Ethical support means helping the client present accurate facts and evidence. It does not mean influencing an insurer’s underwriting decision. When in doubt, document what you did and why, and keep the client in control of their final answers.
Get Started
If you want a clear, compliance-safe process for supporting medical questionnaires – including secure document handling and clear role boundaries – BIG can support you as a broker/partner.
- Operational support: structured intake, document checklists and timeline management – so submissions are complete and traceable.
- Communication support: we help you explain outcomes and next steps clearly, without implying any influence over insurer decisions.
- Support for existing cover: if a client already has a policy, we can help you review terms and renewal considerations before changes are made.
Start here: Brokers & Partners • For existing policies: Already Covered (Review my existing policy)
Further reading
Points to verify
The details in this guide are general.
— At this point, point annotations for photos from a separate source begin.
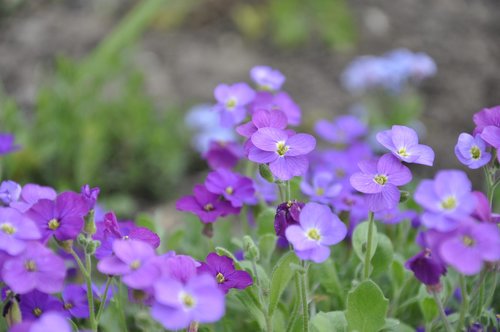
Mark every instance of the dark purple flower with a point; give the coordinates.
(267, 78)
(471, 151)
(343, 130)
(10, 192)
(222, 269)
(317, 230)
(177, 304)
(232, 101)
(426, 268)
(447, 199)
(235, 188)
(134, 261)
(206, 205)
(285, 154)
(15, 230)
(380, 180)
(35, 304)
(62, 217)
(287, 214)
(403, 143)
(36, 268)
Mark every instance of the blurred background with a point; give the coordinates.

Always verify the following points, which can vary by jurisdiction, insurer or policy:
- Disclosure standards: time look-back periods and definitions of “material facts” differ. Some questionnaires ask about the last five years; others include lifetime questions.
- Underwriting approach: full medical underwriting, moratorium underwriting and hybrid models have different disclosure and evidence requirements.
- Translation requirements: whether medical documents must be certified, and which language is acceptable.
- Secure transmission and retention: accepted methods for sharing medical data and typical retention periods.
- Pre-existing condition definitions: policies define “pre-existing condition” differently. Check wording to understand how symptoms, diagnoses and treatment are treated.
- Turnaround times: underwriting timelines vary; service-level guarantees are unusual.
- Escalation paths: procedures for reviews, appeals and complaints.